Although the popular stock market averages hit new highs early in the week fewer stocks, groups and sectors participated. This has been an ongoing trend since mid-October. And this could lead to more trouble for equities over the near-term.
More recently, diverging trends are becoming more pervasive with the Dow Transports and Russell 2000 (INDEXRUSSELL:RUT) indices moving in the opposite direction of the large-caps dominated by the S&P 500 Index. The Dow Transports are down more than 5.0% from the October high and the last time the Russell 2000 Index recorded a new high was more than five weeks ago. Further evidence of technical deterioration is that for the third consecutive week the NYSE had more stocks down than up while the NASDAQ experienced the fifth consecutive week of negative breadth.
Investor sentiment indicators are also problematic. The most recent report from Investors Intelligence (II) which tracks the opinion of Wall Street letter writers shows 64% of the advisors in a bullish mode, the most since 1987. On the opposite side of the debate the percentage of bears among the advisors has fallen to the lowest level since mid-2015. This was followed by a 13% correction that carried from August to September that year. Signs of excessive optimism are also found in the latest data from the American Association of Individual Investors that shows the most bulls since the first week of the year.
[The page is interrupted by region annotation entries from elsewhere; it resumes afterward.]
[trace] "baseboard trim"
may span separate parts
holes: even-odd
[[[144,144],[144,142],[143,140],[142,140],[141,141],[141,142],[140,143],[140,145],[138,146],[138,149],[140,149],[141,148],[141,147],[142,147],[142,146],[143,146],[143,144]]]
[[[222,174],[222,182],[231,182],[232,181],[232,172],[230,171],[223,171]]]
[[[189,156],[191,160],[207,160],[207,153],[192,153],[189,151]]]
Additionally, the optimism found on Wall Street extends to Main Street with consumer confidence at the highest level in 17 years. At this juncture we interpret the short-term deterioration of the stock market technicals as a reason to expect a pause or modest pullback rather than evidence of an intermediate-term breakdown in the primary trend. Strong support is anticipated to be in the vicinity of 2520 to 2555 using the S&P 500.
The economic fundamentals remain a positive force for stocks. The U.S. economy expanded at a 3.00% rate the past two quarters with consensus estimates of 4.00% growth in the fourth quarter. The ongoing rally in commodity prices, including oil, is signaling that the stronger growth now being experienced by the global economy is sustainable. This has bullish ramifications for corporate top-line expansion and profits.
The outlook for the U.S. economy, however, is clouded near term by unknowns surrounding tax reform. But the bottom line is that lower business tax rates and the repatriation of overseas profits has important ramifications given that corporate buybacks and dividends have been the principal drivers of stock prices. There is a notion that a failure to pass tax reform this year would be a blow to the stock market. This view may be overstated given the likelihood that the Federal Reserve would become less inclined to pursue an aggressive course on monetary policy should tax changes get delayed. As a result, we would view a drop in in the popular averages on negative tax-related news as a buying opportunity.